As a Vermonter, I have the privilege of being border buddies with our brothers above. It gives me access to an array of beautiful cities and some of the most spectacular terrain the world has to offer. But it also gives me a glimpse into a prosperous economy that is often overlooked by individual investors.
As a net exporter of commodities including mostly oil and gas, Canada is a clear beneficiary of higher commodity prices. With a significant portion of Canada’s exports coming from the energy sector, continued price growth is a windfall for the nation’s GDP growth. In the financial markets, the strong positive correlation between energy prices and Canada’s stock index (NYSE: EWC) is instrumental in identifying trends. With a bullish view on the commodities, particularly energy prices, I think that EWC will distinctly benefit, given the ETF’s overall weight in oil and natural gas.
As investors, we often hear about the potential in Europe, Asia, Latin America or even Africa. But rarely do you hear investors discuss the prospects for becoming a shareholder above the 49th parallel.
Global diversification expands your universe of opportunities, increases your potential returns and lowers your overall portfolio risk. If you are even a modestly sophisticated investor, you likely own a few stocks or ETFs in Europe, Asia or Latin America.
My Favorite Way to Invest in Canada
Most would tell you to simply buy shares in EWC, collect the 2.2% dividend and move on to the next investment.
Yes, that would be one way to play it.
But I have a better way, at least in my opinion, to invest in Canada.
Below is one-year chart of EWC with blue circles at the bottom indicating promising entry points. As you can see, for the third time since December, EWC has pushed into an oversold state. As a contrarian, I prefer to buy things when they are out of favor and that is basically what “oversold” indicates.

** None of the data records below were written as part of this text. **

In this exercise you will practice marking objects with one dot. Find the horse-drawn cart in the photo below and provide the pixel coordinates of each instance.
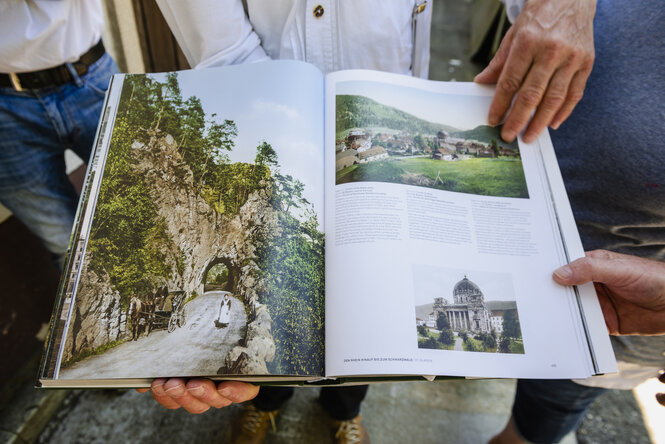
(171, 313)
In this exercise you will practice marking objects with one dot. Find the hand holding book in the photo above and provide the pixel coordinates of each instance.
(631, 290)
(198, 395)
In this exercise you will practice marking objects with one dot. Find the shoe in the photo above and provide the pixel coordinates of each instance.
(350, 432)
(251, 427)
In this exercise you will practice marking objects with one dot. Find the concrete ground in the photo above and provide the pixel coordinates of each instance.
(418, 412)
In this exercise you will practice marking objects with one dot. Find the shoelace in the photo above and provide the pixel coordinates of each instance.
(255, 418)
(350, 430)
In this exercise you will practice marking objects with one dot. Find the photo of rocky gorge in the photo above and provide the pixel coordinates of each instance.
(197, 264)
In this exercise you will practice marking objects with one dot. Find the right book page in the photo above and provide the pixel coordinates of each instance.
(441, 240)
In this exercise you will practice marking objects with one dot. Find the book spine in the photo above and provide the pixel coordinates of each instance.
(74, 256)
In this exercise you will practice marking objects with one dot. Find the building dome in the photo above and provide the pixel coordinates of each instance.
(466, 287)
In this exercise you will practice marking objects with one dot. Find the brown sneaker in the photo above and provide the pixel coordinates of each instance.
(251, 427)
(350, 432)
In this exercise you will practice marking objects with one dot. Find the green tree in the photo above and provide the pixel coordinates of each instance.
(495, 148)
(442, 321)
(504, 345)
(511, 325)
(447, 337)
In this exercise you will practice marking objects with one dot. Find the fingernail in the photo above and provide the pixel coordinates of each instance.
(564, 273)
(660, 397)
(509, 136)
(196, 391)
(177, 390)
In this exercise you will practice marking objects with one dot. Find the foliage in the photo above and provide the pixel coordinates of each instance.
(131, 243)
(504, 345)
(485, 134)
(484, 176)
(446, 337)
(511, 325)
(428, 343)
(293, 262)
(358, 111)
(442, 322)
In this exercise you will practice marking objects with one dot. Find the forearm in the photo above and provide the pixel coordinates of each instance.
(213, 32)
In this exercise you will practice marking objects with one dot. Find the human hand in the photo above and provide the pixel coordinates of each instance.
(198, 395)
(543, 63)
(631, 290)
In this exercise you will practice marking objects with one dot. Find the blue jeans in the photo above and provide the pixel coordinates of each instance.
(36, 126)
(546, 410)
(612, 153)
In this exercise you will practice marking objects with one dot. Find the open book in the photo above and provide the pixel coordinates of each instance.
(199, 243)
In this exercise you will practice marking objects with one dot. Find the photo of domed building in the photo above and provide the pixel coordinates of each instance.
(468, 311)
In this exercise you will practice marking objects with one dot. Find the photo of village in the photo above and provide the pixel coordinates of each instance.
(466, 311)
(382, 143)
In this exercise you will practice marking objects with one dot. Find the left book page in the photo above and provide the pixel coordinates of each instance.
(198, 249)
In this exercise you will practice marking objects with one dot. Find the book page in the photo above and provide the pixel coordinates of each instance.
(441, 238)
(202, 245)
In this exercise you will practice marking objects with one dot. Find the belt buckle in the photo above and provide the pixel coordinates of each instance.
(16, 83)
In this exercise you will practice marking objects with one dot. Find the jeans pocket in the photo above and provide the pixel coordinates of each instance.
(99, 74)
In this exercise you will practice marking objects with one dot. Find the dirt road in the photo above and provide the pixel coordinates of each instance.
(196, 349)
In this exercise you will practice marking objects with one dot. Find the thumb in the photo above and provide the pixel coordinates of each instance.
(588, 269)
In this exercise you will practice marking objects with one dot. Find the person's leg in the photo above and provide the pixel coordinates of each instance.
(546, 410)
(35, 129)
(343, 406)
(343, 403)
(272, 398)
(259, 416)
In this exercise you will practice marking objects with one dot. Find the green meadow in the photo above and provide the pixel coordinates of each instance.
(483, 176)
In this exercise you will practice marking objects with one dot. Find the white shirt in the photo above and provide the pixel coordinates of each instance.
(40, 34)
(373, 34)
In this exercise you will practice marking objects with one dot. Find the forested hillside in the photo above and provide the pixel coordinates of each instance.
(485, 134)
(129, 240)
(362, 112)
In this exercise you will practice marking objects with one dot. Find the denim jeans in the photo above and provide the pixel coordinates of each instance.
(547, 410)
(611, 153)
(36, 127)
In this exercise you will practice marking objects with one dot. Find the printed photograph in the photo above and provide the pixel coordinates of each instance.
(206, 213)
(396, 134)
(466, 310)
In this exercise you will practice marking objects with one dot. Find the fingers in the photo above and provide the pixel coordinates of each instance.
(550, 104)
(237, 391)
(198, 395)
(509, 83)
(575, 93)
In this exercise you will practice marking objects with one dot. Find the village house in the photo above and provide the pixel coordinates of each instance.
(359, 140)
(372, 154)
(345, 159)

But I also like to sell options, mostly for income purposes, but to also finance the purchase of an asset while simultaneously hedging downside risk. I would encourage any investor to consider selling covered calls, at least with a portion of your portfolio.
Some of you are already in the process of building an income portfolio of blue-chip, dividend-paying stocks and ETFs. But you should also create additional income on your basket of low-volatility, blue-chip stocks by selling covered calls, and EWC is the perfect candidate.
Let’s assume you paid today’s price of $32, or $3200 for 100 shares of the ETF. At today’s share price you can generate, on top of the 2.2%, $50 every three months selling EWC calls roughly 3% or one strike out-of-the-money. That’s roughly $200 annually for every 100 shares for a return of 6.3%, almost tripling the 2.2% dividend . . . for a total yield of 8.5%.
It’s an incredible way to make more income on the stocks you currently own, as long as you don’t feel bad if that stock goes to $40, $50 or $80 over the course of three months.
That is why it’s best to use a covered call options strategy on blue-chip, dividend-paying stocks and ETFs like the iShares MSCI Canada ETF (EWC). The chance of them advancing 20% in three months is slim to none.